1
votes

We realized that setting the charset on MySQL 5.7.20 to utf8 doesn't actually store all unicode/emoji characters. We are testing migrating the charset to utf8mb4. In order to test we reviewed the schema before and after the migration for inconsistencies. For instance before migration a dump of db/schema.rb before migration using rake db:schema:dump appears as follows (this is just a snippet):

create_table "events", id: :bigint, unsigned: true, force: :cascade, options: "ENGINE=InnoDB DEFAULT CHARSET=utf8" do |t|
  t.string "event_type"
  t.string "system"

We then migrate with the following commands in a Rails migration:

execute "ALTER TABLE events CHARACTER SET utf8mb4 COLLATE utf8mb4_unicode_ci;"
execute "ALTER TABLE events CHANGE event_type event_type VARCHAR(191) CHARACTER SET utf8mb4 COLLATE utf8mb4_unicode_ci;"
execute "ALTER TABLE events CHANGE system system VARCHAR(191) CHARACTER SET utf8mb4 COLLATE utf8mb4_unicode_ci;"

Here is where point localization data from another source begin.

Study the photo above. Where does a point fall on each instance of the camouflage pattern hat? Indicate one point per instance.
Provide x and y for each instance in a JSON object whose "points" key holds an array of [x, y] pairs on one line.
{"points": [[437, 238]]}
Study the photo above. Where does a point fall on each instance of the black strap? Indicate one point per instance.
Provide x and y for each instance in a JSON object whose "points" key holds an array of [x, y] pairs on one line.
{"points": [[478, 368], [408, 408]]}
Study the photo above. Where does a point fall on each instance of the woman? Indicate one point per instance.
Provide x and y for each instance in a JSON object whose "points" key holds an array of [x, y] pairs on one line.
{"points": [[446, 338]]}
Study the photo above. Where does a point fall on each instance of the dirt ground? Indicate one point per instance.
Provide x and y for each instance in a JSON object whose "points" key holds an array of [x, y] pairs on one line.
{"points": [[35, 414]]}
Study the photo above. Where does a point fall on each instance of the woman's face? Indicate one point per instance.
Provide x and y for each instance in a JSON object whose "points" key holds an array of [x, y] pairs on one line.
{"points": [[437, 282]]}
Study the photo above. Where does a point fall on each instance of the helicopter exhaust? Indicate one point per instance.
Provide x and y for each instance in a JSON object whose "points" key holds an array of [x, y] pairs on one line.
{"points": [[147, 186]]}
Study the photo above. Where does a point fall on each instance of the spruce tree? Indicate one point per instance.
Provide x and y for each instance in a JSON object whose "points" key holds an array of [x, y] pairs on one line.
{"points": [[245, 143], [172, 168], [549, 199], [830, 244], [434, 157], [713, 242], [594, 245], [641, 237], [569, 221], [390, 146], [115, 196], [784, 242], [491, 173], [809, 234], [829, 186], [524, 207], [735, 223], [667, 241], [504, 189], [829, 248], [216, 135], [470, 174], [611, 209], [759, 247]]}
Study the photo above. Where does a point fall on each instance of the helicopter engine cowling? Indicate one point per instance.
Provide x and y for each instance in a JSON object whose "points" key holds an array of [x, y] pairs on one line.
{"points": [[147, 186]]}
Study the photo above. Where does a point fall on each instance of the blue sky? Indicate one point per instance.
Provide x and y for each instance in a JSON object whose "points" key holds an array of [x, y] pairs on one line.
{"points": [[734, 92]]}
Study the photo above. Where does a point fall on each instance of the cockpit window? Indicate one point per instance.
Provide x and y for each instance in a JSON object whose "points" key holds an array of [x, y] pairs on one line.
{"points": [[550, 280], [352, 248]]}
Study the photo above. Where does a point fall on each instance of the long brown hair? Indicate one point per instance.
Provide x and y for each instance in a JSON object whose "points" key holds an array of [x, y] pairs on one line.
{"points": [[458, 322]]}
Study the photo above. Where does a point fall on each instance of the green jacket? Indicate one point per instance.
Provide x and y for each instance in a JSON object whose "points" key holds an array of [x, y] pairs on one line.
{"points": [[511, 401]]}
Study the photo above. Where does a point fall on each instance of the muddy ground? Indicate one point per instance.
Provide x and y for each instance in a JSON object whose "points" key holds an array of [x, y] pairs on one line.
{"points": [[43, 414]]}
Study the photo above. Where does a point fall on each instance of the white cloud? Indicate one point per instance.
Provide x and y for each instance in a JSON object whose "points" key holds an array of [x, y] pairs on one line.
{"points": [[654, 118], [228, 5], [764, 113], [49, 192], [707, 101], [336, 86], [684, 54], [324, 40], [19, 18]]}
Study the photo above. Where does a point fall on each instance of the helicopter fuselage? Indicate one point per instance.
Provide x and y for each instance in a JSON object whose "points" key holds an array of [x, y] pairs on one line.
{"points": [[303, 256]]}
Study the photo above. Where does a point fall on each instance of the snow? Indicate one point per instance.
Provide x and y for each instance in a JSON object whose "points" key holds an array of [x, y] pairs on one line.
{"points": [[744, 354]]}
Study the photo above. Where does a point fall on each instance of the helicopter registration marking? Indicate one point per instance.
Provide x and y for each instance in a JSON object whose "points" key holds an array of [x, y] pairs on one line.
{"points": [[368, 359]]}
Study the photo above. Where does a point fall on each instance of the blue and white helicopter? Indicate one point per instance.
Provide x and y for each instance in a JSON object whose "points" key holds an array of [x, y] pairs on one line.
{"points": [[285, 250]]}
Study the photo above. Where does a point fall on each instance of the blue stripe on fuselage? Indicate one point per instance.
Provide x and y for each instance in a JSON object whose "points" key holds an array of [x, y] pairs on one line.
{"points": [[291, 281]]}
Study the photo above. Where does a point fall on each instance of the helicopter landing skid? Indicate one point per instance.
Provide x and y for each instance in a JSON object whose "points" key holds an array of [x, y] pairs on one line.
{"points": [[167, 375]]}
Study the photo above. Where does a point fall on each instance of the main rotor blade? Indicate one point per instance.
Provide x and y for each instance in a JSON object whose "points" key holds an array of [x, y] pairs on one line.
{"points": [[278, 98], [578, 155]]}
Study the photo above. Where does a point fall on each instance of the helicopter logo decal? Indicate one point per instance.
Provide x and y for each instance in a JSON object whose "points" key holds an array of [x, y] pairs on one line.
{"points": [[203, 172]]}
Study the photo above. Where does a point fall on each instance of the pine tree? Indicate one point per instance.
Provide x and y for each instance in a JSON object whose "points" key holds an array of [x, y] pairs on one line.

And then after migration we see the same snippet as follows:

create_table "events", id: :bigint, unsigned: true, force: :cascade, options: "ENGINE=InnoDB DEFAULT CHARSET=utf8mb4 COLLATE=utf8mb4_unicode_ci" do |t|
  t.string "event_type", collation: "utf8_general_ci"
  t.string "system", limit: 191

The new version of the column "system" looks correct, with the adjusted max length and collation apparently now defaulting to utf8mb4_unicode_ci as specified. But "event_type" appears not to have migrated, with no adjustment to max length and the collation still set to utf8.

The migration commands are identical and no errors were shown during the migration.

Why the difference? We migrated many varchar columns, and some came out each way with no apparent pattern. Both columns are indexes.

Is the unchanged event_type max length really a problem as long as we don't actually store anything > 191 chars in it?

We are using Rails 5.1.3 and Ruby 2.4.1.

1

1 Answers

0
votes

Setting table row format to dynamic fixes index issues.